EAC Heads of State to meet in Tanzania

A summit for the Heads of State of the East African Community is slated later this week in Arusha, Tanzania, according to a statement from the bloc’s Secretariat. The summit is set for Friday and has been preceded by a meeting of the Council of Ministers, which started over the weekend and runs through Wednesday.

Olivier Nduhungirehe, Rwanda’s State Minister in charge of the East African Community (EAC), on Monday confirmed the Summit is taking place and indicated he was set to travel to Arusha later on Monday.

On agenda…

The Heads of State of the six-nation bloc are expected to be updated on the status of ratification of various protocols and receive a progress report on the adoption of Political Confederation as a transitional model to the East African Political Federation.

About two years ago, a sub-committee of ministers responsible for EAC affairs agreed on a confederation model instead of a political federation as the last stage of regional integration.

Other items on the agenda include; the roadmap for the accelerated integration of South Sudan into the EAC, and the verification exercise for the admission of Somalia into the Community.

The Summit will also consider reports on modalities for the promotion of Motor Vehicle Assembly in East Africa aimed at reducing importation of used vehicles into the Community, the statement said.

The leaders are also expected to the review the textile and leather sector with a view to developing a strong and competitive domestic sector that gives consumers better choice than imported textile and footwear.

During the previous meeting, held in Kampala, Uganda in February, the Summit directed the Council of Ministers to explore possibilities of developing the automotive industry in East Africa by reducing the importation of used vehicles from outside the region and thereby make the region more competitive.

The Kampala Summit also directed the Council to make the region more competitive by prioritising development of a competitive domestic textile and leather sector that will give East Africans a wider range of choices in terms of affordable, new and quality clothes, shoes and other leather products. 

The forthcoming Summit will also review the progress report from the Council of Ministers on the Summit directive on having two Deputy Secretaries General at the Community Secretariat recruited competitively on a rotational basis among the partner states.

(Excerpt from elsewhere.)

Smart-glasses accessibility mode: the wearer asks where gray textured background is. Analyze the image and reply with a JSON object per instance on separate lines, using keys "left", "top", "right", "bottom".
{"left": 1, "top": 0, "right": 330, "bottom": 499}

The previous Summit decided that there will only be two Deputy Secretaries-General, who shall be recruited competitively on a rotational basis.

Liquidity challenges persist

It remains unclear whether the regional leaders will discuss money issues as the credit crunch continues to bite.

“Liquidity challenges are always on the agenda of the EAC Summit,” Nduhungirehe said.

It is no secret that, for a long time, internal resources have remained a major constraint, especially because countries have been failing to make timely remittances to the Secretariat on time.

The clerk for the regional assembly’s legislative body last week informed the bloc’s secretary-general and heads of other top organs of the Community that the House was postponing its November 25-22 December sitting in Zanzibar, Tanzania over financial constraints.

“This is to inform you that the 3rd meeting of the 2nd session has been postponed due to liquidity challenges the Assembly is facing. This has been caused by the delay in remittance of funds by the Partner States,” the clerk said in an internal memo.

“As such the Assembly does not have sufficient funds to facilitate implementation of the aligned activities.” 

Countries are supposed to pay up by December 30 of every financial year.

EAC ministers for finance in February 2016 recommended to the Council to, among others, maintain equal contributions from Partner States, and invoke Article 143 of the EAC Treaty on sanctions to a country which defaults in meeting its financial obligations to the bloc.